Tuesday, Wiseman not only attended, but spoke and castigated the council and City Manager John Patterson and his wife Cindy.

He referred to council's approval on May 5 of an amendment to allow the city to cover punitive damages in civil lawsuits against its contract employees -- city manager, city attorneys and municipal judges.

Acting City Attorney Judy Studer said the amendment would codify what already exists in state law about the city's ability to pay for punitive damages.

Critics said it directly affected Patterson, and would put city taxpayers on the hook if he lost a federal civil lawsuit filed council member Craig Hedquist. Patterson allegegly retaliated against Hedquist for freely speaking about city management after his election in November 2012, according to the lawsuit.

One critic, former council member Keith Goodenough said the council should have tabled the proposal to seek other legal opinions.

Others criticized the council for putting the amendment on the consent agenda that precluded public comment.

Those who opposed the amendment left in a group. They were standing in the lobby outside the council chambers when Cindy Patterson exited the restroom and began taking pictures of those in the group.

Then it all went nuts.

Cindy called John, saying she was being harassed. John came into the council chambers to yell that his wife had been assaulted.

"Unhappily, for poor Sam Wiseman, he fell afoul of Madame Patterson's too proximate photo-detective-like approach in her zeal to garner evidence of who it was that might be among those persons vocal in the public who would have the temerity to attempt to thwart Team Patterson's victory triumph or to rain on their parade," he said.

Wiseman had never made any comment in any council meeting, but he wound up being the object of a criminal proceeding that was later dropped.

"Not a single council member inquired as to what had happened outside the council chambers," he said. "Only Mrs. Patterson and Mr. Wiseman had been present in the 500-square-foot city hall antechamber. No one asked what happened."

Instead, council went along with John Patterson's loud declaration that his wife had been assaulted, he said.

"An apology is due from the council to me. I thank you for the time you have allotted to me, and I hope I have made myself clear," Wiseman said.

Hedquist was the first and only one to apologize.

"If anybody should understand how this operates, it's me," Hedquist said.

"I won't say anything against anybody else here, but I should have way known better, so I completely apologize," he said.

Wiseman thanked Hedquist, who wasn't done.

"There is no reason that anybody shouldn't be able to say what ever they want because that is part of the Constitution. All this other gay garbage that you guys want to do is a joke," Hedquist said.

Several council members told Wiseman they were not involved in the incident and the subsequent investigation, and therefore had nothing to apologize for.

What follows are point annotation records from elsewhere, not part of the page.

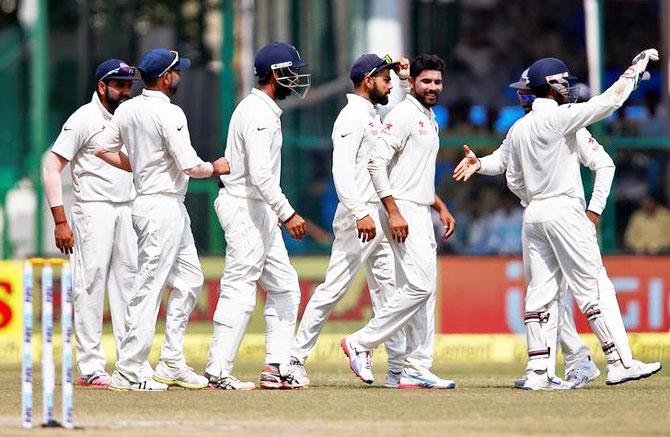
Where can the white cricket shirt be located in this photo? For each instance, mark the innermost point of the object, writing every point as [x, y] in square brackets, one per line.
[253, 149]
[355, 132]
[407, 149]
[93, 180]
[155, 132]
[544, 150]
[589, 152]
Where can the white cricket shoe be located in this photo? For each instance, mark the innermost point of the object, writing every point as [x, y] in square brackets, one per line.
[410, 380]
[519, 383]
[120, 383]
[181, 376]
[360, 360]
[229, 383]
[294, 375]
[392, 379]
[540, 381]
[618, 374]
[584, 373]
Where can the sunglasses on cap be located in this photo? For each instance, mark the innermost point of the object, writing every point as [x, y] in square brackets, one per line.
[124, 70]
[174, 62]
[388, 60]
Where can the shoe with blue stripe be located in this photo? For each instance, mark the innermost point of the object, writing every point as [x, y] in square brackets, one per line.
[425, 379]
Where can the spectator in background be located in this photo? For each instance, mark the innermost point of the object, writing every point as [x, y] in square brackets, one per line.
[648, 230]
[656, 123]
[479, 226]
[504, 236]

Daniel Sandoval noted the irony of the drama as a result of council's voting to adopt the punitive damages amendment to city employee contracts.

"A lot of the Patterson detractors would like nothing more than to see him go," Sandoval said.

Yet the city's employment contract as it was written essentially kept Patterson as a contract employee, he said.

"We were actually doing his detractors a favor," Sandoval said. "And I just find it ironic that we came under such fire. It's an example of feeling instead of thinking, because if you thought it through, we're giving a lot of the critics exactly what they want because now he can leave."